Er entwickelte u.a. die Marke „Miracoli“ und unter seiner Ägide wurden viele Werbekampagnen entwickelt, die einige von Ihnen sicherlich noch kennen: Das Wrigley Big Pack – „Nimm die echte große Frische“, oder die Sunlicht-Werbung, mit der ersten fast nackten Frau in einer Badewanne im deutschen Fernsehen.

 

Neben seiner regulären Tätigkeit, lief er 1969 sogar für den Deutschen Bundestag für die FDP, aber verfehlte den Einzug nur knapp. Sein Lebensweg wäre dann sicherlich anders verlaufen.

 

Vanessa Grosse, Dr. Eduard Grosse, Wolfgang Brehmke, Ernst Bergemann (v.l.n.r.). 80er Geburtstag.

Vanessa Grosse, Dr. Eduard Grosse, Wolfgang Brehmke, Ernst Bergemann (v.l.n.r.). 80er Geburtstag.

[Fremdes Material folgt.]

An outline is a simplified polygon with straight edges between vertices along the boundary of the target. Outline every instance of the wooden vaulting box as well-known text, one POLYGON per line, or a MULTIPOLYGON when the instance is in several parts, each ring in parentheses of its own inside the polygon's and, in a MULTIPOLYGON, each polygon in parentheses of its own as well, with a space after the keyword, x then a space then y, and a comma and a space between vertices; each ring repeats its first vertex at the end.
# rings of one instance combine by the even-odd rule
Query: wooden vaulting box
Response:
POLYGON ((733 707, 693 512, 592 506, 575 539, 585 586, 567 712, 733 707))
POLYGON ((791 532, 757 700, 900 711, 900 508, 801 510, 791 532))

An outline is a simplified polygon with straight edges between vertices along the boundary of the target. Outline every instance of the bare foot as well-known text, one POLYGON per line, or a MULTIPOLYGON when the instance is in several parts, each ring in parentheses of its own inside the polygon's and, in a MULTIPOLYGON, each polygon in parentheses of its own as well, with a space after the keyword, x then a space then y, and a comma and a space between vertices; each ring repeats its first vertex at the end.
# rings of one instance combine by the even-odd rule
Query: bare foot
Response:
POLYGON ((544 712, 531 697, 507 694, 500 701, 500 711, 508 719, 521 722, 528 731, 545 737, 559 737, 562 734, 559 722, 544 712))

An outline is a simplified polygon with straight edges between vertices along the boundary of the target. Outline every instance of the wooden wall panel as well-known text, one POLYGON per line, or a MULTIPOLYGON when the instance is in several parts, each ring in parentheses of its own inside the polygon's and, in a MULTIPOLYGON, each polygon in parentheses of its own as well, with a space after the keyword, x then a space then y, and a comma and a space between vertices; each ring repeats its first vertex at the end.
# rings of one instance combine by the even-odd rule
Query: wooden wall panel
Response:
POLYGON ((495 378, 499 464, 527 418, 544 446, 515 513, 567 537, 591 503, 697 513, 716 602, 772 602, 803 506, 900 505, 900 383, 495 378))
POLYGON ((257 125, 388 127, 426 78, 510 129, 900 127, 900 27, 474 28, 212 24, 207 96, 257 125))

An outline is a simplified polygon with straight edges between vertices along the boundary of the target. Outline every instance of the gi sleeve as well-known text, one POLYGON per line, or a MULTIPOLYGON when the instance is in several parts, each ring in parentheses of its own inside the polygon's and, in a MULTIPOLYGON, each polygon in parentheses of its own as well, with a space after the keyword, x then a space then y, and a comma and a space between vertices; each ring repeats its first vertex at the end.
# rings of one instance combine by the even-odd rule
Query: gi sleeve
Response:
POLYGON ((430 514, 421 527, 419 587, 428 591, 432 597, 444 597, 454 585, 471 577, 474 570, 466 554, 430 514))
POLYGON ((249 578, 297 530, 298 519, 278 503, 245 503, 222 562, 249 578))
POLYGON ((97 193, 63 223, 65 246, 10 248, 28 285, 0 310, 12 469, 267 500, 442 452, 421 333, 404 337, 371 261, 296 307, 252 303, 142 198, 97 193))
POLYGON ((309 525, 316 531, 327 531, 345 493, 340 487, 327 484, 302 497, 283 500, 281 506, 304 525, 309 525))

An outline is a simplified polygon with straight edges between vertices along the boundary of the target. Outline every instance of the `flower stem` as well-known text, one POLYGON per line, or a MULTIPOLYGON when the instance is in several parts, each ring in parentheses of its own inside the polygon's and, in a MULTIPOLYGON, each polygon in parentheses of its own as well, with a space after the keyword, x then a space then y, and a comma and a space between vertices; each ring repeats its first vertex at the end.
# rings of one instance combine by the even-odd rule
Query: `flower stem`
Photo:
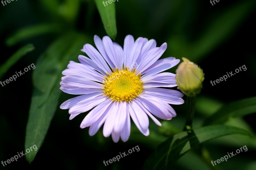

1982 wurde ihm angetragen, Präsident von FCB zu werden, aber dafür hätte er seine deutsche Staatsbürgerschaft aufgeben müssen. Als Preuße und als Widerstandskämpfer, sah er sich aber außerstande, diesen Schritt zu gehen und entschied sich zurück nach Deutschland zu gehen. Er verlies FCB, als Mann der die Agentur von Platz 9 der Weltrangliste auf Platz 4 brachte.

 

1987 kam die Familie nach Berlin, wo mein Vater den alteingesessenen medizinischen Grosse Verlag übernahm, den Lutz Diesbach über lange Jahre erfolgreich geführt hatte.

 

Neben seiner regulären Tätigkeit als Werber und Verleger, war er in vielen Organisationen engangiert, wofür er 1978 das große Bundesverdienstkreuz erhielt.

 

Er war über viele Jahre im Vorstand der Deutsch-Amerikanischen Handelskammer, deren Zeitschrift und Jahrbücher er für einige Jahre herausgab. Auch war er Präsident der Steuben-Schurz Gesellschaft.

 

Er war u.a. Mitglied des Board of Directors der Lyric Opera of Chicago und der Chicago Symphony. Er gründete den „Freundeskreis der Alten Oper“ in Frankfurt und war über viele Jahre dessen Schatzmeister.

 

Er war für uns ein toller Vater. Wir und auch einige von Ihnen erinnern uns an glückliche Stunden mit ihm in unserer Mitte, an lustige Erlebnisse, an Feste und Feierlichkeiten, an Freude und interessante Gespräche, und wir sind froh, in den letzten Stunden, ihn in eine andere Welt, in unserer Gegenwart, begleitet zu haben.